All the four sectors have potential. In oil and gas, we are in refining and exploration & production. Power is still a portfolio which we need to address fully. Majority of the debt currently there in the rest of the portfolio is in power and because of the problems the sector has faced everybody is in the final stages of addressing them and we are also one of them. Having said that, we still see tremendous potential in the power sector because a lot of the issues that were faced in the past have been addressed.
When it comes to IBC, your offer means full recovery for banks, but the government also wants to send out a message that defaulting promoters will not be spared…
You cannot have a one-size-fits-all policy or rule. Our belief is that there should be a distinction. If there has been a promoter who has done something wrong, then obviously the rules for that scenario have to be different.
But if it’s just a business decision that has failed, then we should not talk about punishment there. If you are doing a business, there is no guarantee that you are going to have success all the time. India is trying to promote a huge startup culture and there are going to be failures. Also, if a business requires restructuring, it’s not necessarily a bad thing. It happened with the steel industry in 1999 and private steel companies were restructured and all of them recovered once the market corrected and they repaid all the facilities to the banks. In the global world also, there is no restriction on existing promoters from participating in the process or in the restructuring.

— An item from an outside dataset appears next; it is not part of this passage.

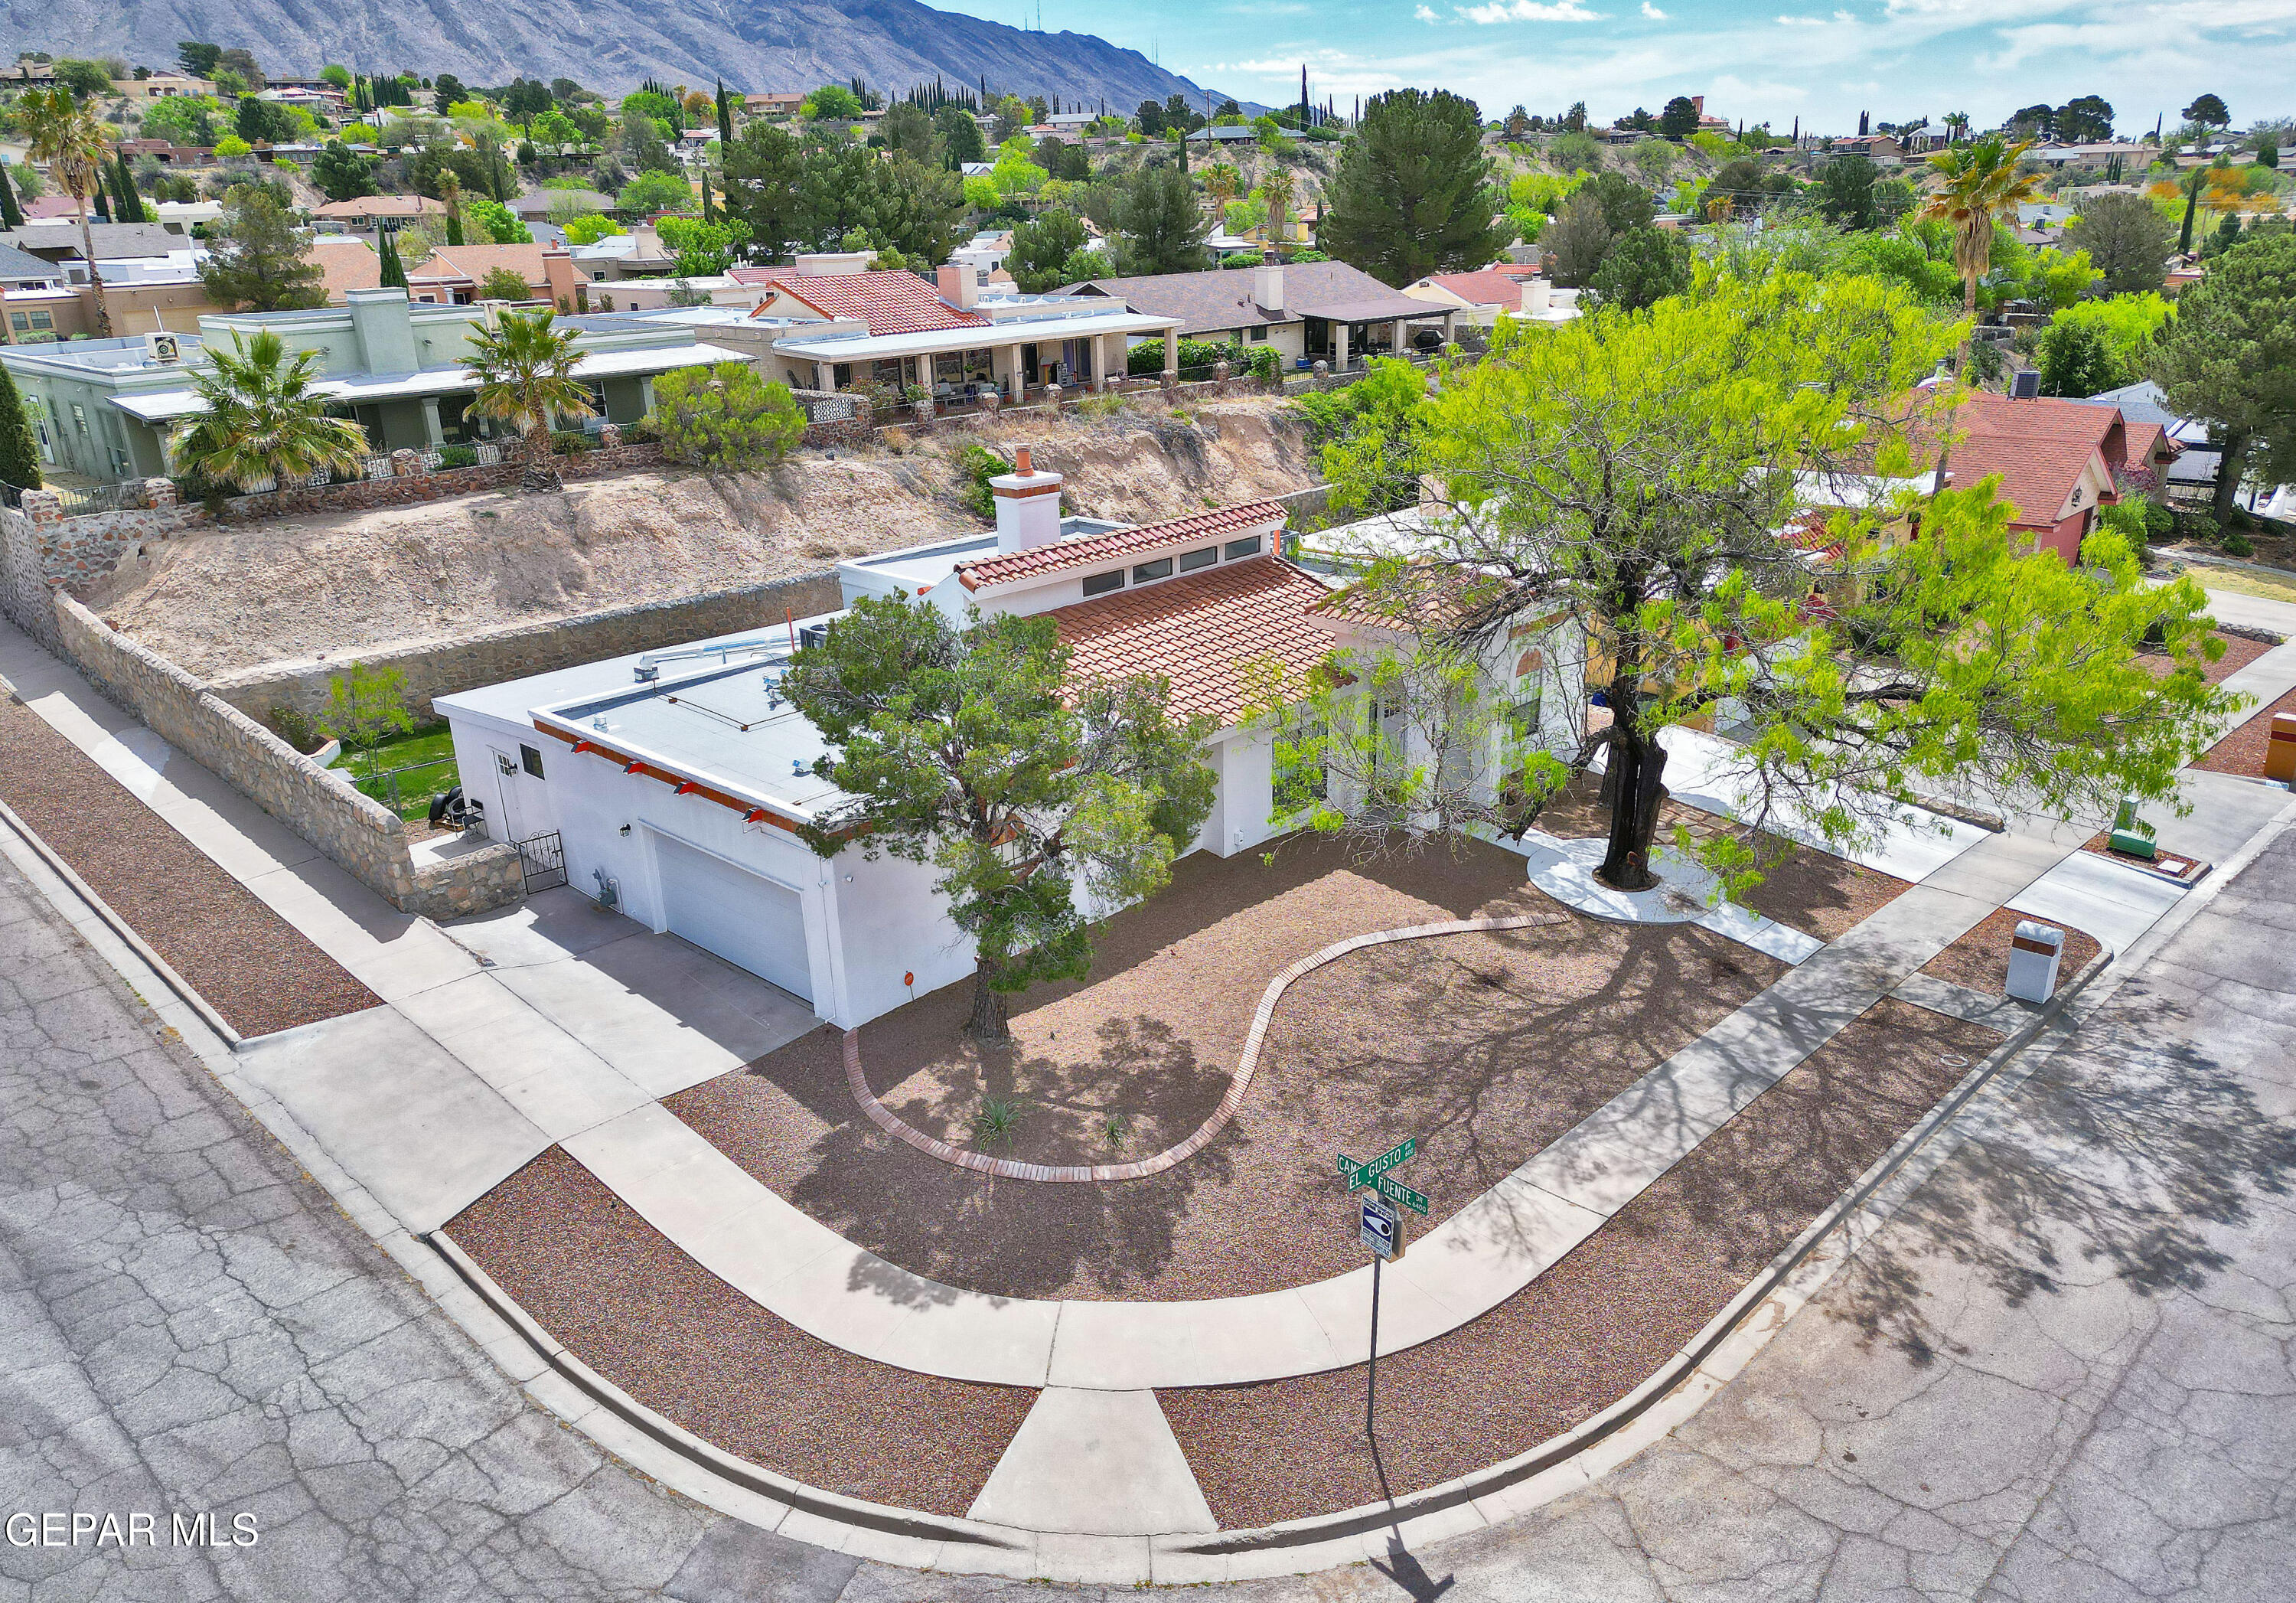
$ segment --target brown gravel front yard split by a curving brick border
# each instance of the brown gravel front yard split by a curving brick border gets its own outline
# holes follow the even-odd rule
[[[1185,1100],[1157,1102],[1157,1116],[1192,1128],[1217,1102],[1279,967],[1343,935],[1479,912],[1552,921],[1394,942],[1309,974],[1277,1008],[1235,1121],[1148,1180],[992,1180],[893,1141],[854,1107],[827,1029],[668,1107],[813,1217],[932,1279],[1026,1298],[1300,1286],[1357,1259],[1339,1229],[1334,1151],[1368,1157],[1417,1135],[1412,1185],[1446,1217],[1782,967],[1692,926],[1582,919],[1525,884],[1522,859],[1497,847],[1348,864],[1329,843],[1290,841],[1272,868],[1258,857],[1182,861],[1164,896],[1111,921],[1091,990],[1031,992],[1015,1017],[1031,1054],[1075,1050],[1093,1072],[1109,1054],[1116,1084],[1169,1077]],[[877,1084],[895,1082],[886,1100],[902,1116],[923,1093],[909,1093],[895,1052],[955,1059],[962,1001],[962,988],[928,997],[861,1031],[863,1061]],[[1061,1043],[1038,1015],[1070,1022]]]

Over the past 7-8 years, apart from the IBC process, there was the CBI case and it has been a difficult period for the promoter family. What has that taught you?
The CBI case personally affected the family and we are happy that at the end of it our bona fide was confirmed by the court. As far as the business goes, it was a difficult period but I guess you have to be a little conservative in your thought process going forward. Some of the assumptions made earlier have turned out to be untrue and need to be calibrated. Other than that, it is not the first downturn we have had in the group and it is not going to be a smooth one-way sail, and not in an emerging market like India. Also, I believe that as the regulatory and judicial framework is getting clearer, businesses may not face the same kind of issues that people have faced in the past 5-7 years.
Why do you say that?
Because you are finding longterm solutions to regulatory problems. Things like cancellation of coal mining licences are not going to happen in the future because there will be a public auction, etc. Processes like land acquisition and environmental processes will be much less problematic because of the public processes put in place.
Do you see banks getting more comfortable now that you have deleveraged the group businesses?
I don’t think the deleveraging was because of the Indian banks. From a banking perspective, they pretty much have had a full recovery on all the assets that got de-levered, be it Essar Oil or Essar Global. The question is on us, how we look at leverage in a much more conservative way going forward.